Forms and documents you'll hear about
- Form 9465 — the request for an installment agreement.
- Form 433-A / 433-F — financial disclosure forms (a "Collection Information Statement") showing your income, expenses, and assets.
- Form 656 — the Offer in Compromise application.
- Form 843 — used to request abatement of certain penalties.
- Form 8857 — the request for innocent spouse relief.
- Form 12153 — the request for a Collection Due Process hearing.
- Account transcript — the IRS's official record of your account, with codes for every action. You can pull yours free through your IRS online account.
People and watchdog terms
- Enrolled Agent (EA) — a tax professional licensed by the IRS to represent taxpayers nationwide.
- CPA — a Certified Public Accountant, licensed by a state.
- Tax Attorney — a lawyer who handles tax matters, including court and the most serious cases.
- Power of Attorney (Form 2848) — the form that lets a professional speak to the IRS on your behalf.
- Taxpayer Advocate Service (TAS) — an independent office inside the IRS that helps when normal channels fail or you face hardship. Reach them through the Taxpayer Advocate Service.
How to use this glossary, step by step
- Find the code on your notice — the top or bottom corner has a letter-number code like CP14 or LT11. Match it to the notice terms above.
- Pull your account transcript from your IRS online account so you can see the real balance and the dates.
- Find your CSED — knowing how much of the 10-year clock is left often changes the best strategy.
- Match a program to your numbers — a payment plan, hardship status, penalty relief, or an Offer, depending on what you can actually afford.
- Get a second opinion before paying for help — anyone guaranteeing a settlement before seeing your finances is selling you something.
Tax resolution glossary FAQs
What is the difference between a lien and a levy?
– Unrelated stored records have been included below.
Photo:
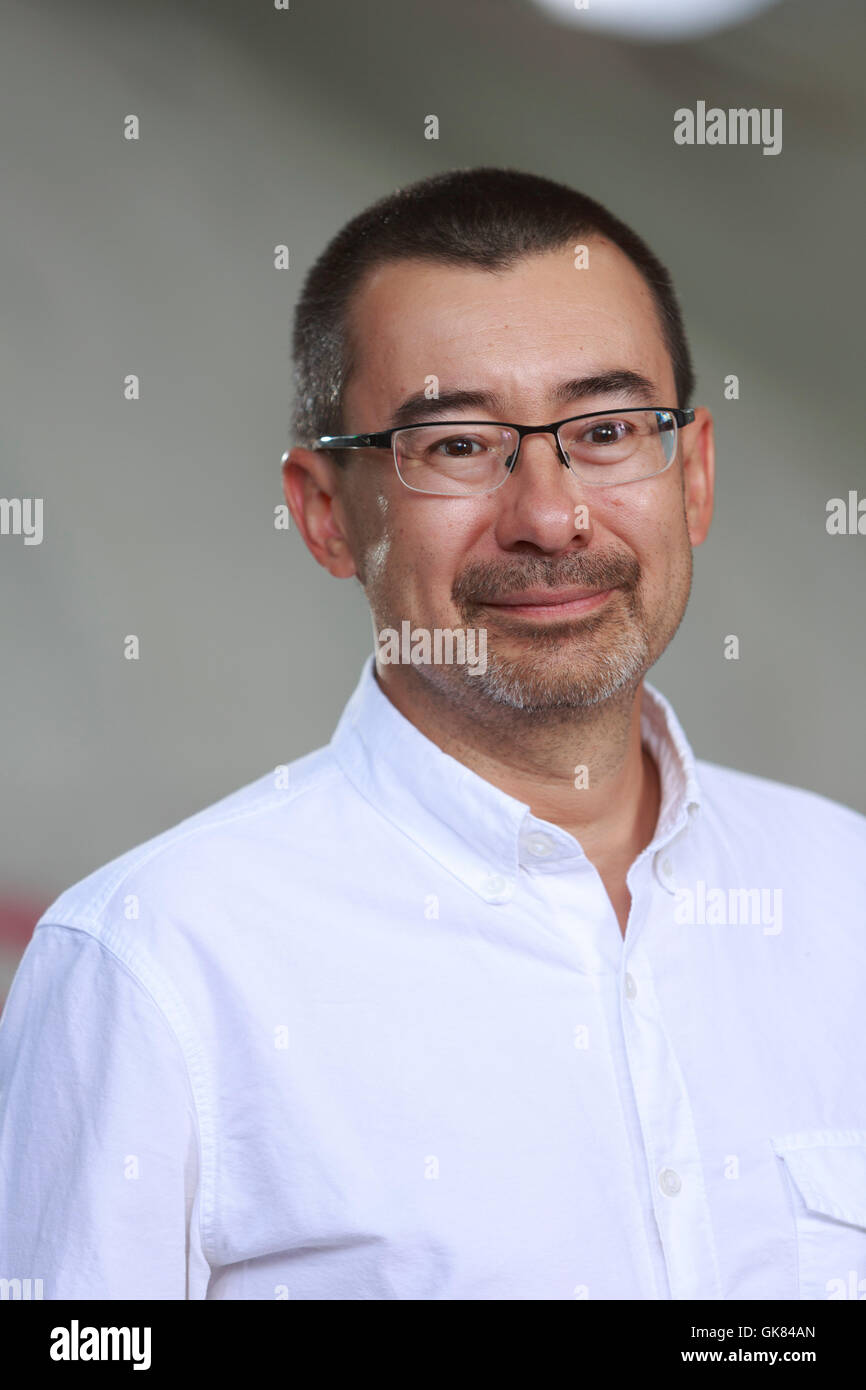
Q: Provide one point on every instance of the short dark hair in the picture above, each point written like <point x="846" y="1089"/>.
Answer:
<point x="487" y="217"/>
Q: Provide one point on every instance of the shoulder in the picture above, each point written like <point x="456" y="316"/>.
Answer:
<point x="762" y="806"/>
<point x="207" y="861"/>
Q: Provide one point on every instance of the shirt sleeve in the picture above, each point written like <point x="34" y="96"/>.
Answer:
<point x="99" y="1147"/>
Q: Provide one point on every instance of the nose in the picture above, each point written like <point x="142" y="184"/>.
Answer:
<point x="542" y="503"/>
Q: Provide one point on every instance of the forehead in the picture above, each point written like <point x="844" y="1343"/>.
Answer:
<point x="512" y="330"/>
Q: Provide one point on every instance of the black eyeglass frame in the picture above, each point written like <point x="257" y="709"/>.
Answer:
<point x="385" y="437"/>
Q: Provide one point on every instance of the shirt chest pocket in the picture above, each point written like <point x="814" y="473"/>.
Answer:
<point x="826" y="1176"/>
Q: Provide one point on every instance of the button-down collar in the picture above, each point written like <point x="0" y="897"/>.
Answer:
<point x="477" y="831"/>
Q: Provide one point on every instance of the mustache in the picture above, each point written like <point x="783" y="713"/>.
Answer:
<point x="487" y="581"/>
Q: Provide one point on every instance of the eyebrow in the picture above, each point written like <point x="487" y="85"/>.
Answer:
<point x="627" y="385"/>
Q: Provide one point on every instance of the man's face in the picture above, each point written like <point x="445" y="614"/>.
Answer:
<point x="460" y="562"/>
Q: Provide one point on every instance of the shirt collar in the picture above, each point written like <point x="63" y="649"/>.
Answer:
<point x="471" y="827"/>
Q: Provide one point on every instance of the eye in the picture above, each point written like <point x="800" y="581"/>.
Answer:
<point x="606" y="431"/>
<point x="458" y="446"/>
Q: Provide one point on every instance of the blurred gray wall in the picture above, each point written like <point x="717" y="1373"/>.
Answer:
<point x="156" y="257"/>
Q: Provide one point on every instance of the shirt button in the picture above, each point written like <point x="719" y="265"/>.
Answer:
<point x="670" y="1182"/>
<point x="538" y="844"/>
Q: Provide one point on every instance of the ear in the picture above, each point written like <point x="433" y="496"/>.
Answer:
<point x="309" y="485"/>
<point x="698" y="474"/>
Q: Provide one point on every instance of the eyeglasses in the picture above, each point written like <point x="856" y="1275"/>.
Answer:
<point x="463" y="458"/>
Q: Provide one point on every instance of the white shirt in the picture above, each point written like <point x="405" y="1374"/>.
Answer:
<point x="369" y="1029"/>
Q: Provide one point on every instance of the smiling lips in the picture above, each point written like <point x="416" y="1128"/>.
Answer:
<point x="551" y="602"/>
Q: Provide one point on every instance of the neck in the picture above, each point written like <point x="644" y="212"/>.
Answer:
<point x="615" y="806"/>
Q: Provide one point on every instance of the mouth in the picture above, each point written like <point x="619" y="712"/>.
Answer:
<point x="556" y="603"/>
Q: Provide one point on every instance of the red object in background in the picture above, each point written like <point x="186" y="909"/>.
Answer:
<point x="18" y="916"/>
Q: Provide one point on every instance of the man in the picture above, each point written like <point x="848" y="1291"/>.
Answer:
<point x="502" y="994"/>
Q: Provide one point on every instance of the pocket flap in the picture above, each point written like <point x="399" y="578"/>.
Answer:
<point x="829" y="1171"/>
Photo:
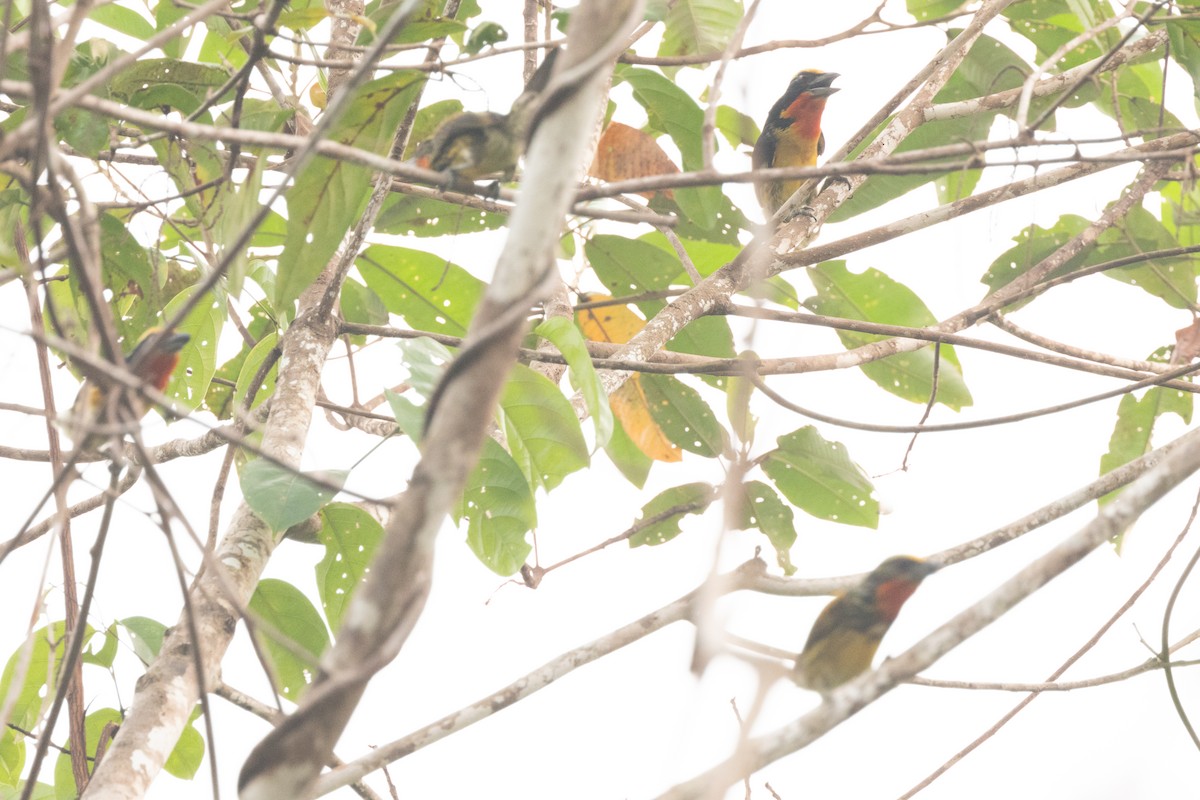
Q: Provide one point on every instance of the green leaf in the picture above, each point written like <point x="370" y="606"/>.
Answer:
<point x="1050" y="24"/>
<point x="874" y="296"/>
<point x="819" y="477"/>
<point x="107" y="651"/>
<point x="147" y="636"/>
<point x="499" y="511"/>
<point x="303" y="18"/>
<point x="407" y="215"/>
<point x="569" y="341"/>
<point x="83" y="130"/>
<point x="351" y="536"/>
<point x="41" y="791"/>
<point x="166" y="13"/>
<point x="409" y="416"/>
<point x="286" y="609"/>
<point x="187" y="755"/>
<point x="628" y="457"/>
<point x="543" y="432"/>
<point x="738" y="128"/>
<point x="39" y="683"/>
<point x="141" y="85"/>
<point x="485" y="35"/>
<point x="425" y="124"/>
<point x="361" y="305"/>
<point x="425" y="360"/>
<point x="1135" y="426"/>
<point x="1185" y="38"/>
<point x="1171" y="280"/>
<point x="762" y="509"/>
<point x="192" y="163"/>
<point x="329" y="196"/>
<point x="931" y="8"/>
<point x="1033" y="245"/>
<point x="250" y="368"/>
<point x="123" y="20"/>
<point x="281" y="497"/>
<point x="673" y="112"/>
<point x="679" y="500"/>
<point x="12" y="762"/>
<point x="130" y="275"/>
<point x="429" y="292"/>
<point x="684" y="416"/>
<point x="989" y="67"/>
<point x="700" y="26"/>
<point x="94" y="725"/>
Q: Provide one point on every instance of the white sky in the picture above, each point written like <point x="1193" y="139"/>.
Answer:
<point x="635" y="722"/>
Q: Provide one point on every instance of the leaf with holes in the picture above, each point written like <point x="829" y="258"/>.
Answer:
<point x="351" y="536"/>
<point x="293" y="661"/>
<point x="675" y="503"/>
<point x="543" y="431"/>
<point x="817" y="476"/>
<point x="499" y="511"/>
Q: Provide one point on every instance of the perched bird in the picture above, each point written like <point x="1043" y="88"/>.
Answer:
<point x="849" y="630"/>
<point x="151" y="360"/>
<point x="484" y="145"/>
<point x="792" y="136"/>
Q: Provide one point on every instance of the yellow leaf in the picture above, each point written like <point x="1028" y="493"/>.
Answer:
<point x="617" y="325"/>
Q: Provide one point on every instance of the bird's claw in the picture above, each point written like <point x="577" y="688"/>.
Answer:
<point x="799" y="211"/>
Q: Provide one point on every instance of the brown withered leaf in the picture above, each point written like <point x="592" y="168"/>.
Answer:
<point x="625" y="152"/>
<point x="618" y="324"/>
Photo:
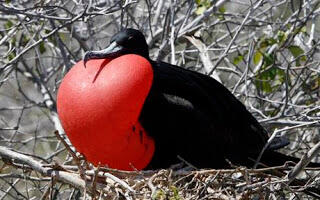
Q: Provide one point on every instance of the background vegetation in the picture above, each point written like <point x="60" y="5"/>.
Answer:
<point x="266" y="52"/>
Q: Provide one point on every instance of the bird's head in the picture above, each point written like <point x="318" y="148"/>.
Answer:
<point x="127" y="41"/>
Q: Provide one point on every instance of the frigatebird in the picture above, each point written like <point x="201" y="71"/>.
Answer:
<point x="192" y="117"/>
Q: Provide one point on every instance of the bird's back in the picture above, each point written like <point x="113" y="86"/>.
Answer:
<point x="192" y="115"/>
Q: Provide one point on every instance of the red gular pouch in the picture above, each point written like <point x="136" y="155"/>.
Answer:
<point x="99" y="107"/>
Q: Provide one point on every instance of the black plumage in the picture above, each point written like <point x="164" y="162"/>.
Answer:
<point x="192" y="116"/>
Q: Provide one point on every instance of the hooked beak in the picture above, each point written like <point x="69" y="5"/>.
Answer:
<point x="112" y="51"/>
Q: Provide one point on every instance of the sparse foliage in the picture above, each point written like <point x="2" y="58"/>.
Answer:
<point x="265" y="52"/>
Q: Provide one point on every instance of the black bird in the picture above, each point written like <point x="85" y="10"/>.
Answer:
<point x="193" y="117"/>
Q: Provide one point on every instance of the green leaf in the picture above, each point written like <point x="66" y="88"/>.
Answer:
<point x="268" y="59"/>
<point x="200" y="10"/>
<point x="9" y="24"/>
<point x="295" y="51"/>
<point x="237" y="59"/>
<point x="203" y="5"/>
<point x="42" y="48"/>
<point x="11" y="56"/>
<point x="282" y="36"/>
<point x="257" y="57"/>
<point x="222" y="9"/>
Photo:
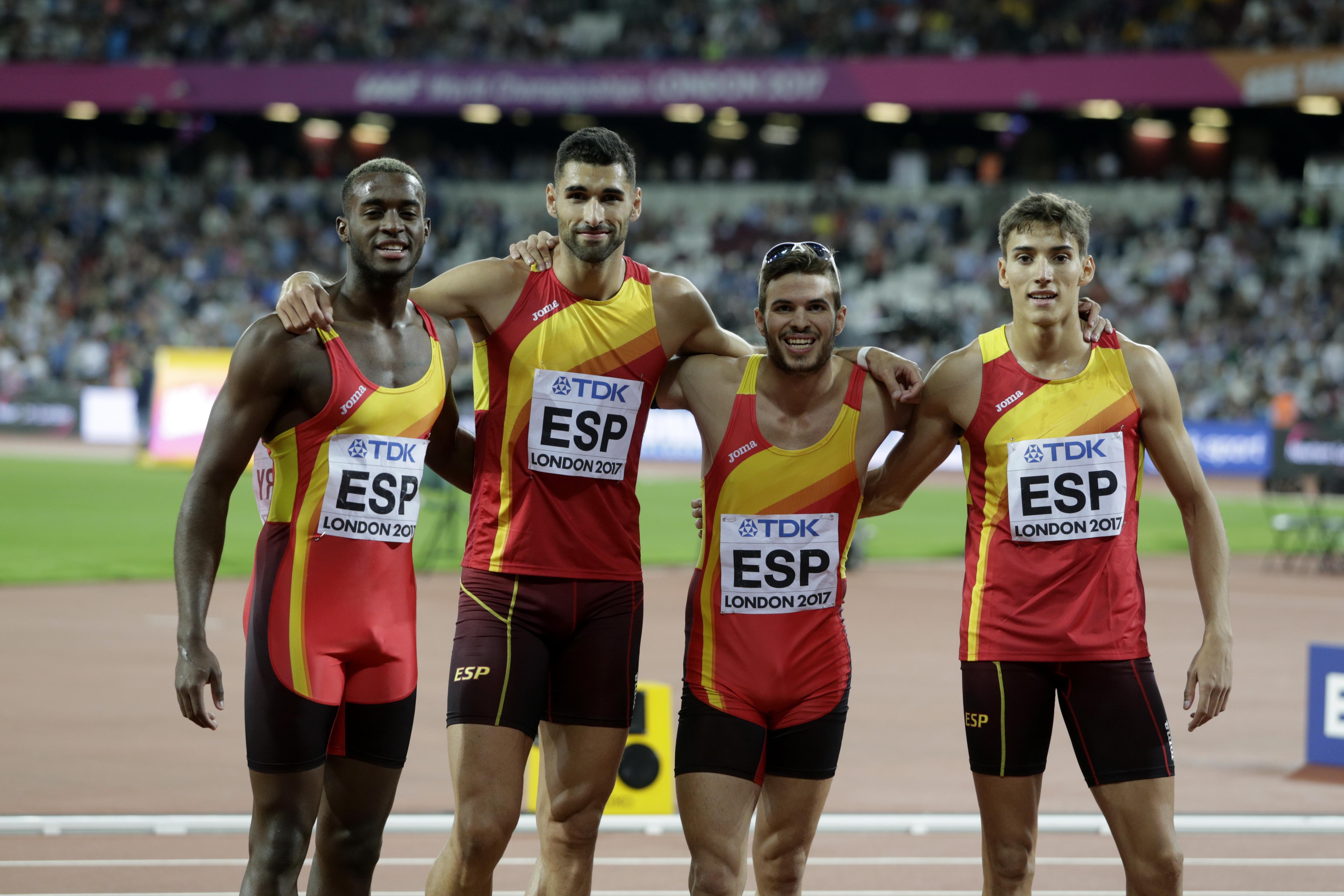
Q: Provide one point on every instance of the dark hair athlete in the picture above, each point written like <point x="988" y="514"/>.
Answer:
<point x="345" y="416"/>
<point x="1053" y="604"/>
<point x="566" y="363"/>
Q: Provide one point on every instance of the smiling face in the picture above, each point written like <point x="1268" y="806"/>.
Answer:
<point x="385" y="225"/>
<point x="1044" y="272"/>
<point x="800" y="323"/>
<point x="594" y="206"/>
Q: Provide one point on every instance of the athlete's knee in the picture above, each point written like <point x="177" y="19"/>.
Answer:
<point x="277" y="848"/>
<point x="355" y="851"/>
<point x="1010" y="862"/>
<point x="713" y="876"/>
<point x="1158" y="874"/>
<point x="482" y="837"/>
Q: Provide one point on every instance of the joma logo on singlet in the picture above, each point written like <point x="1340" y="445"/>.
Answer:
<point x="1009" y="401"/>
<point x="743" y="451"/>
<point x="350" y="402"/>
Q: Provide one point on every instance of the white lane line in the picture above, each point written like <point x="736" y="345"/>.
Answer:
<point x="674" y="862"/>
<point x="839" y="823"/>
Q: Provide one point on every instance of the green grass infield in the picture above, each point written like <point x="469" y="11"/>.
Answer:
<point x="93" y="522"/>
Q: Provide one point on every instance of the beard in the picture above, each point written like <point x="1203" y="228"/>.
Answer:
<point x="589" y="253"/>
<point x="794" y="365"/>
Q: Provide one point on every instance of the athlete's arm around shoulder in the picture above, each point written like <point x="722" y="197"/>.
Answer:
<point x="261" y="373"/>
<point x="687" y="324"/>
<point x="706" y="386"/>
<point x="1163" y="432"/>
<point x="951" y="397"/>
<point x="484" y="289"/>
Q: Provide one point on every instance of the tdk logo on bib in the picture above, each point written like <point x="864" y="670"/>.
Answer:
<point x="583" y="425"/>
<point x="373" y="487"/>
<point x="1068" y="488"/>
<point x="783" y="563"/>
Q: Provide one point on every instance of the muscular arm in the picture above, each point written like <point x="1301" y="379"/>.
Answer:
<point x="258" y="379"/>
<point x="1164" y="437"/>
<point x="952" y="387"/>
<point x="486" y="289"/>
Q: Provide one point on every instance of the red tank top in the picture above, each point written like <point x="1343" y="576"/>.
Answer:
<point x="562" y="395"/>
<point x="764" y="616"/>
<point x="1054" y="469"/>
<point x="343" y="491"/>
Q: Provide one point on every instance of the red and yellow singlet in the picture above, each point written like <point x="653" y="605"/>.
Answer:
<point x="562" y="395"/>
<point x="1053" y="469"/>
<point x="765" y="637"/>
<point x="334" y="574"/>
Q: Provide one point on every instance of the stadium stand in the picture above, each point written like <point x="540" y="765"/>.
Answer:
<point x="550" y="30"/>
<point x="1245" y="297"/>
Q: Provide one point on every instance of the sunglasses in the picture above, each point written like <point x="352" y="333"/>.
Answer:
<point x="775" y="253"/>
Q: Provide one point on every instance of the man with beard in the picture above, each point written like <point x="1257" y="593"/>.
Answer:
<point x="330" y="687"/>
<point x="767" y="682"/>
<point x="550" y="613"/>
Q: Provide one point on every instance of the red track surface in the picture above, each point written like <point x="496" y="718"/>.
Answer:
<point x="89" y="725"/>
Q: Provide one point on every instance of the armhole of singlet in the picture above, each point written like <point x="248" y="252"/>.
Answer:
<point x="744" y="404"/>
<point x="854" y="394"/>
<point x="429" y="323"/>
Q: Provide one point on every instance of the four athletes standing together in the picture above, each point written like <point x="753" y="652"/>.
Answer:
<point x="568" y="361"/>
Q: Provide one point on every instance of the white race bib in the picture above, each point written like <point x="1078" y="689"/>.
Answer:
<point x="264" y="479"/>
<point x="1066" y="488"/>
<point x="583" y="425"/>
<point x="373" y="487"/>
<point x="781" y="563"/>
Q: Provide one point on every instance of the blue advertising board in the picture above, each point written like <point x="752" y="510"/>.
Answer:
<point x="1326" y="706"/>
<point x="1230" y="448"/>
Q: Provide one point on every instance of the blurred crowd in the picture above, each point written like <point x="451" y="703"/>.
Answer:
<point x="100" y="271"/>
<point x="554" y="30"/>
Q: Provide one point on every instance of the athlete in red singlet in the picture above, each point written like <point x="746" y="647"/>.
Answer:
<point x="550" y="614"/>
<point x="330" y="686"/>
<point x="1053" y="435"/>
<point x="767" y="675"/>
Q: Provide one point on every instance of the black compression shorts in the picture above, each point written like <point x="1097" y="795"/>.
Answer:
<point x="534" y="648"/>
<point x="1112" y="710"/>
<point x="709" y="739"/>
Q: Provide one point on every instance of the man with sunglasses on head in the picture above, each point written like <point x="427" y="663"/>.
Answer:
<point x="566" y="362"/>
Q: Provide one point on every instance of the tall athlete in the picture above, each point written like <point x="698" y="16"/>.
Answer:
<point x="550" y="614"/>
<point x="1054" y="435"/>
<point x="330" y="687"/>
<point x="767" y="682"/>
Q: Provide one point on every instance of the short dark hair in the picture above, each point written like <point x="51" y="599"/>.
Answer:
<point x="802" y="260"/>
<point x="1050" y="210"/>
<point x="377" y="167"/>
<point x="596" y="147"/>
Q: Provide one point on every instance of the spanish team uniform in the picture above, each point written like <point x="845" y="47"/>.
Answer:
<point x="1053" y="602"/>
<point x="331" y="606"/>
<point x="552" y="606"/>
<point x="767" y="678"/>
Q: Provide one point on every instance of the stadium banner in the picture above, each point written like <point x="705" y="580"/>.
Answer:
<point x="1058" y="81"/>
<point x="1326" y="704"/>
<point x="1310" y="448"/>
<point x="1229" y="448"/>
<point x="187" y="381"/>
<point x="48" y="410"/>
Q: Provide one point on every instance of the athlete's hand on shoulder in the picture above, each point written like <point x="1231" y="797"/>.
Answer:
<point x="197" y="668"/>
<point x="535" y="250"/>
<point x="1095" y="326"/>
<point x="1209" y="680"/>
<point x="902" y="377"/>
<point x="304" y="304"/>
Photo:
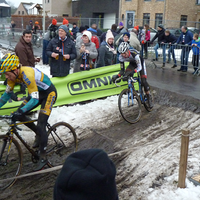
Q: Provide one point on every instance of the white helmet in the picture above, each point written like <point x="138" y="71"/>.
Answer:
<point x="123" y="47"/>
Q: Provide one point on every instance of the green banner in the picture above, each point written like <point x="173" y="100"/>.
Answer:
<point x="77" y="87"/>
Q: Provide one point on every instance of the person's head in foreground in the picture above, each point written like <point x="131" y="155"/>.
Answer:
<point x="87" y="175"/>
A lien is a legal claim against your property that protects the government's interest in your debt — it doesn't take anything, but it can affect your ability to sell or borrow. A levy is the actual seizure of money or property, like a bank account or wages. A lien is the warning shot; a levy is the taking.
What does CSED mean?
CSED stands for Collection Statute Expiration Date. The IRS generally has 10 years from the date a tax is assessed to collect it. After the CSED passes, the IRS can no longer legally collect that debt. Certain actions, like filing an Offer in Compromise or bankruptcy, can pause and extend that 10-year clock.
What is an Offer in Compromise?
An Offer in Compromise (OIC) is an IRS program that lets some taxpayers settle a tax debt for less than the full amount owed. It is real, but it is not for everyone — the IRS calculates what it believes it could collect from your income and assets, and you only qualify when paying in full would create genuine hardship. Anyone promising to settle your debt for pennies on the dollar before reviewing your finances is selling you something.
What does Currently Not Collectible mean?
Currently Not Collectible (CNC) is a status the IRS grants when paying anything toward your tax debt would leave you unable to cover basic living expenses. While you're in CNC, the IRS pauses garnishments and levies. The debt doesn't go away and interest keeps adding up, but active collection stops until your finances improve.
What is the difference between failure-to-file and failure-to-pay penalties?
The failure-to-file penalty applies when you don't file your return on time and is much steeper — 5% of the unpaid tax per month, up to 25%. The failure-to-pay penalty applies when you file but don't pay and is 0.5% per month, also capped at 25%. This is why you should always file on time even if you can't pay.
This guide is general information, not tax or legal advice for your specific situation. Eligibility for IRS programs depends on individual facts and circumstances; no outcome is guaranteed.